6th January 2016 at 3:35pm
So much has been written about the State Pension lately that it’s hard to keep up.
Type ‘State Pension’ into Google and there’s a mountain of information to wade through, making it hard to separate facts from speculation.
One minute we hear there’s a new, £155.65 flat rate State Pension on the way; then we discover that flat rate is actually something of a myth, at least for now. As Pensions Minister Baroness Altmann admitted in a Radio 4 interview in autumn 2015, the whole idea of the flat rate has been “mis-sold” to the public and is “not something everyone will get at the beginning”.
How much State Pension will you get?
The reality is that when the new flat rate comes in from April 2016 you could get more, less, or the full £155.65 depending on the National Insurance contributions you’ve made by the time you reach your State Pension age.
If you’re already in receipt of the State Pension by then you’ll continue to get what you receive under the existing basic State Pension and any earning-related top-ups – you won’t end up getting less.
It used to be so simple. Women retired at 60 and men at 65 when they picked up their relatively meagre State Pension. Now it’s a case of trying to figure what will you get and when – and for some women it’s a real bone of contention.
A petition started by Women Against State Pension Inequality condemning ‘unfair’ State Pension age increases for women born in the 1950s has just reached the 100,000 signatures needed for it to be debated in parliament.
On the plus side, the fact that it has been increased over a number of years has done much to reduce pensioner poverty.
That’s good news but the reality is that only two OECD (Organisation for Economic Co-operation and Development) countries pay poorer State Pensions than the UK – Mexico and Chile. Countries such as Turkey, Russia and Greece pay significantly bigger State retirement incomes, according to its Pensions at a Glance 2015 report.
Although, it has be said the report is not a like-for-like comparison and doesn’t take account of benefit top-ups which would make things more balanced.
Sitting back and hoping that the State Pension will be enough to take care of you in your later years is unlikely to end in the kind of happy ever after you’ve dreamed about. But it certainly helps you plan your overall retirement income, so that you get an idea of what you need to save elsewhere.
What can you do about it?
The State Pension rules change on 6 April 2016 and getting informed will go some way to clearing up the confusion. Find out how to get a statement on how much you may be due here.

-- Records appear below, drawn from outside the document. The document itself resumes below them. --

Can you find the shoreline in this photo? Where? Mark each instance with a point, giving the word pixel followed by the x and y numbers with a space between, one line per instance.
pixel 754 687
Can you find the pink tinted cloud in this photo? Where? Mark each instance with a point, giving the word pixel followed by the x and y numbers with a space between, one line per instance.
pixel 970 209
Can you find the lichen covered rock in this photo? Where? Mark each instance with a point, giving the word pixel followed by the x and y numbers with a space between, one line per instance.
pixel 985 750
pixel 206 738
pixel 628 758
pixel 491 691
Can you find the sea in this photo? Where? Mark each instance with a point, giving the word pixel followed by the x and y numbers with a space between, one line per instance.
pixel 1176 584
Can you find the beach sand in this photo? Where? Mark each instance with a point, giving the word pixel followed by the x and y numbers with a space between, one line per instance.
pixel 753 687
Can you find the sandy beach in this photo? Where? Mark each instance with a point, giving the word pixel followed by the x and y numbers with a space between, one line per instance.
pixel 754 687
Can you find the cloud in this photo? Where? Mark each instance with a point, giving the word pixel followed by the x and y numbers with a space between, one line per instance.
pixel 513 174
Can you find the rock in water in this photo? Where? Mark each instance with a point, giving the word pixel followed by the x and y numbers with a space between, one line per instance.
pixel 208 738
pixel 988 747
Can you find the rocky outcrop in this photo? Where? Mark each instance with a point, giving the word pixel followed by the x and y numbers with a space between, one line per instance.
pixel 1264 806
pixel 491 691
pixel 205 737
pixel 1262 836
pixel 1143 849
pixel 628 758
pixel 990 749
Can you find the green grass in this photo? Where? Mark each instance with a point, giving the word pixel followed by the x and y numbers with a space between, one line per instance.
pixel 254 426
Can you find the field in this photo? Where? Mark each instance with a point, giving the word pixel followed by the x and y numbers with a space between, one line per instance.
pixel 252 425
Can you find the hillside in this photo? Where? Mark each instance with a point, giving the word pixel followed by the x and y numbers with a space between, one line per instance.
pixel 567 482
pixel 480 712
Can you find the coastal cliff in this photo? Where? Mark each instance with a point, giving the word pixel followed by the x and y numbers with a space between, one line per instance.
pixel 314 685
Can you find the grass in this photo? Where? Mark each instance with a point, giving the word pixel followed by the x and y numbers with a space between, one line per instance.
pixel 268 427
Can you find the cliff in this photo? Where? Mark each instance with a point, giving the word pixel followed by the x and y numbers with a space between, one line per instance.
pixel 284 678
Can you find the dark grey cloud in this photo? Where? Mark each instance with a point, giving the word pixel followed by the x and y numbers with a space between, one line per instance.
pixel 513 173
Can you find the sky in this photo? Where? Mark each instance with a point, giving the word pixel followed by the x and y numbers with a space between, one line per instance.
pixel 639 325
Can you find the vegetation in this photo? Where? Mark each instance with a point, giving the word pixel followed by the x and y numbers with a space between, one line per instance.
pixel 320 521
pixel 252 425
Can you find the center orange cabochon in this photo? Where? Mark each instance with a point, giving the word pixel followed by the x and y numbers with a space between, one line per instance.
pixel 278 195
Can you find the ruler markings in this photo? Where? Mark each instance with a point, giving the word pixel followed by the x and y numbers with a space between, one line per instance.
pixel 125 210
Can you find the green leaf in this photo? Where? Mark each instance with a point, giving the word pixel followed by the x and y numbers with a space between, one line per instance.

Calculate when you’ll reach State Pension age using the State Pension calculator. Or try our pension calculator to see if your pension savings are on track, including your private savings and State Pension.
Read more on this in ‘The new State Pension: Why many people won’t get what they expect’.
History of the State Pension: Then and now
- 1908: State Pension for those reaching age 70
The first non-contributory pension State Pension in the UK was the Old Age Pension with around 500,000 people aged 70 or more receiving five shillings or 25p a week from 1 January 1909. It was paid in full to those with a yearly income of £21 or less, reducing to zero for those who earned £31 a year. Married men received more. It cost the Exchequer £7m a year
- Only one in four people reached the age of 70 and they were likely, on average, to live another 9 years
- Life expectancy for those born now is currently 79.1 years for boys and 82.8 years for girls – but this could change
- In 2012-2014, a man in the UK aged 65 had an average of 18.4 years of life remaining and a woman had, on average, a further 20.9 years to live
- The planned rise in the State Pension age increases to 68 in 2036 – again this could change.
The information in this blog or any response to comments should not be regarded as financial advice and is based on our understanding in January 2015.